At present, the electric stimulation treatment based on the technical principle of electrophysiological regulation brings new treatment means and hope for treating various degenerative diseases of the central nervous system including brain AD. The Turnbull team reported the first cases in the world to treat AD senile dementia with deep brain electrical stimulation (DBS) in 1985. Post-operative PET/CT shows that there is a difference between stimulating different brain regions on the side compared to the opposite side. In 2008, lozano team found that hypothalamic/vault deep brain electrical stimulation of morbid obese patients could significantly enhance the patient's attention, language learning ability, and spatial memory function. Electroencephalogram traceability analysis of the patient suggests that the medial temporal lobe structure mainly comprising hippocampus and parahippocampal gyrus is activated, which indicates that hypothalamus/dome-electric stimulation can regulate the marginal system activity of the patient and improve the memory function. The existing brain electrical stimulation mainly adopts direct current, alternating current and pulse wave electrical stimulation, however, the association relation between the stimulation parameters and the treatment effect is not clear.
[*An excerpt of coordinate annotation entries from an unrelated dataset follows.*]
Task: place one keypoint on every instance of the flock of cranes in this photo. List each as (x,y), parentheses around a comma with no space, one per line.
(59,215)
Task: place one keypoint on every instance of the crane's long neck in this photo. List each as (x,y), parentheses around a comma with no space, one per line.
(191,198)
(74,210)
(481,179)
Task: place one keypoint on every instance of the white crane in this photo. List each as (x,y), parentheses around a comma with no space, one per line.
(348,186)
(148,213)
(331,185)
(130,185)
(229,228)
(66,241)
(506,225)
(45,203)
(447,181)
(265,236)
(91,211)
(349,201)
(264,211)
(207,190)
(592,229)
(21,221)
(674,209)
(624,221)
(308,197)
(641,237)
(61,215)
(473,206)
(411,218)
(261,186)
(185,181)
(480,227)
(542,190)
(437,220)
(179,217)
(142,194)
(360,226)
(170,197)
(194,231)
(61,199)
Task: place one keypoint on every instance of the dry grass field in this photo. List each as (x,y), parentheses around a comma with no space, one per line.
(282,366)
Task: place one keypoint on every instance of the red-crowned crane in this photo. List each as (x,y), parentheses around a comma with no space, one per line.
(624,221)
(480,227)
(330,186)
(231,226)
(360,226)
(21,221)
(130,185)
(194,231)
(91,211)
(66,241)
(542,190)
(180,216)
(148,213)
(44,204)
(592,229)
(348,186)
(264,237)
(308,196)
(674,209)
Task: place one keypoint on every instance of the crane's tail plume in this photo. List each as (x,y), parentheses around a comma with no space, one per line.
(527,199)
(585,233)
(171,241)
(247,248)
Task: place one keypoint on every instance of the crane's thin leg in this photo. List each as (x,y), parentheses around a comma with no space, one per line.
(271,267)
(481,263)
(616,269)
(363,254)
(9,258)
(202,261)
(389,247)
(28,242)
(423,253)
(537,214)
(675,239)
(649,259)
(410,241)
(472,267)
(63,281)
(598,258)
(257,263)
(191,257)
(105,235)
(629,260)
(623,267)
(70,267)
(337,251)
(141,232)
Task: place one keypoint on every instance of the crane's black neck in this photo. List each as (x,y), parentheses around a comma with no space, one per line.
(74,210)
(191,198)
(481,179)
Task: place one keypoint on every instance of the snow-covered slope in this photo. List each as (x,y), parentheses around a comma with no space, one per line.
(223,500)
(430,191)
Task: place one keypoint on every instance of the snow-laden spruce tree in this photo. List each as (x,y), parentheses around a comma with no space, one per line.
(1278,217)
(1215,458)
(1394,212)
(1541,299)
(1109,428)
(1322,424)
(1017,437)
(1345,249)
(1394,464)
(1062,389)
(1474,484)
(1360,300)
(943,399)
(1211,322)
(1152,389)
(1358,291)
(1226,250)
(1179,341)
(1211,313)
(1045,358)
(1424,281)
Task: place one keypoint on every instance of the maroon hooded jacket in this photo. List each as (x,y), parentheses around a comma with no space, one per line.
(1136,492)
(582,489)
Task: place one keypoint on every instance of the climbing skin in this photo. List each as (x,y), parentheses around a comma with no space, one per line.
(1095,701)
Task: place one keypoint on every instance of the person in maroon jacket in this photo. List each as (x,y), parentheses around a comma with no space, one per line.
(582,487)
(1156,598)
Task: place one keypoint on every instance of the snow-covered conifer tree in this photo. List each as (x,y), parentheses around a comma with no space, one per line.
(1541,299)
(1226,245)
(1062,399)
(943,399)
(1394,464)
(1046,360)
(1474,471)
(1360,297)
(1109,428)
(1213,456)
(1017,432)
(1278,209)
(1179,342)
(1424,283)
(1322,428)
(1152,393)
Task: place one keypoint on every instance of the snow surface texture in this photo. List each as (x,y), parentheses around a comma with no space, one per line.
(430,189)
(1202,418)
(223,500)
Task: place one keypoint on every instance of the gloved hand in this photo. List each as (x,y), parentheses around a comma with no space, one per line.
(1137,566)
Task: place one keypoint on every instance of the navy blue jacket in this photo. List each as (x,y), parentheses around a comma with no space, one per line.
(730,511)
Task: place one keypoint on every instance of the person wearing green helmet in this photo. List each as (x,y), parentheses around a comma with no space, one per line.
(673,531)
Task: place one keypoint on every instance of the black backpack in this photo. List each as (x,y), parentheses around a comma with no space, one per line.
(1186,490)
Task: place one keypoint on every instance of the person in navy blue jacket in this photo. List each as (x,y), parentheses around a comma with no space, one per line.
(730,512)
The gamma wave oscillation (gamma oscillation) in electroencephalogram belongs to high-frequency wave band in electroencephalogram, the frequency is 25-100Hz, and the gamma wave oscillation (gamma oscillation) exists in most important functional areas of brain, such as olfactory bulb, thalamus, hippocampus, various sensory and motor cortex parts and the like, and is a basic form of neural network activity. The generation of gamma oscillations is derived from the excitation of pyramidal cells caused by external stimuli or excitatory inputs, and by excitatory transmitters such as AMPA, the excitation of basket cells containing GABA, capable of rapid discharge and expression of microalbumin (Parvalbumin), which form an intermediate neuronal network generating 25-100Hz rhythmicity by gap junctions and GABA synapses, and the cone cells are also regulated by this rhythm, thus forming gamma oscillations. Several clinical and animal experiments prove that gamma oscillation is involved in the learning and memory functions of brain. The brain wave of AD patient is analyzed, and the gamma oscillation activity energy in brain wave is obviously reduced in synchronization with learning and memory function decline. It follows that gamma oscillatory reparative enhancement with specific frequency electrical stimulation (25-100 Hz) is a potential therapeutic new technological approach to AD treatment.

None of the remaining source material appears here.